You can’t imagine my excitement when I was wandering around the exhibit of the synagogue halls, and came across a big screen showing different Kabbalat Shabbat services across the globe. And what was I so excited about? The video didn’t show orthodox men pray in a synagogue. It showed men and women celebrate shabbat in “Burning man” in Nevada, they showed different congregations celebrate Shabbat in Tel Aviv, Jerusalem, New York, California and Amsterdam. And those celebrations were so full of spirit and joy and looked so uplifting. You may think to yourself now that, well, yes, people celebrate Shabbat everywhere. But it’s something much more than that. In Israel we’re so often taught to believe that there is only one way one can be Jewish. And Secular people so often feel threatened by anything related to Judaism. This exhibit is so Avantgarde in Israel in our present day, and seeing these exhibit made me feel such a comfort that a change is happening. Getting to know different Jewish communities, mainly in Eastern Europe and the Former Soviet Union in the past year, made me believe that it is so important to allow people to learn that you can be Jewish in many different ways. To show that Judaism is pluralistic and diverse. It almost made me forget that we need the same reminder here in Israel.

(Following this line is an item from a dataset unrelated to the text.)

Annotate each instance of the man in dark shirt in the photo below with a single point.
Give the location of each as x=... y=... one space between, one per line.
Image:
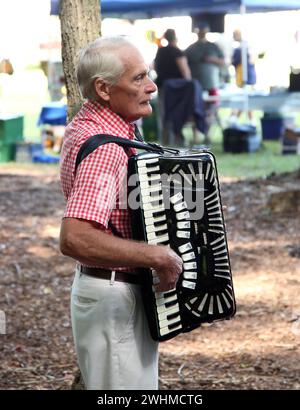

There was also a section in the exhibit where you can listen to Piyyutim (liturgical songs), performed by renowned artists, like Barbara Streisand, Lenoard Cohen, Berry Sakharof, Ehud Banai and more. I’m writing this post actually only in January, a week after Meir Banai passed away. Meir Banai’s songs are the most Jewish songs, and at the same time, the most Israeli ones. Meir Banai made these songs part of our life, of people who do not regularly attend synagogue. His song “lecha Eli”, written by Abraham ibn Ezra, is a song known by every Israeli. 

 

The older part of the museum is also worth seeing. Especially the part presenting the course of Jewish culture, under the title of “One Culture Many Facets: The Growth of Pluralism in Modern Jewish Life”, presenting important figures in our new Hebrew culture, like Bialik and Brenner, and their most important creations. The birth of the new Hebrew culture and critical thinking about the foundations of Jewish rabbinic culture are actually not taught in our schools’ curriculum. There are only a few teachers who are familiar with the Enlightenment movement and know how to teach its works. These should be the founding texts of the national education system, and serve as the basis of our Secular identity.

Touring this exhibition, I realised that it’s not for no reason that the museum changed it’s name - from being “the Diaspora museum” to “the Jewish Peoplehood museum”. Such a meaningful change in terminology that I hope will percolate deeper in our society. In the globalized 21st century, the division between Diaspora and Israeli Jews is non-relevant. We shouldn’t emphasise the lines that separate us across lands, we should emphasise what unites us. And now, thankfully, what was once a museum meant to explore the non-Israeli Jews of the Diaspora is now a place to celebrate Jews from all across the globe.

“The centrality of the synagogue lessened with modernity and secularism. More Jews became estranged from the synagogue which was no longer automatically the hub of communal life. Jewish communities established new gathering places.”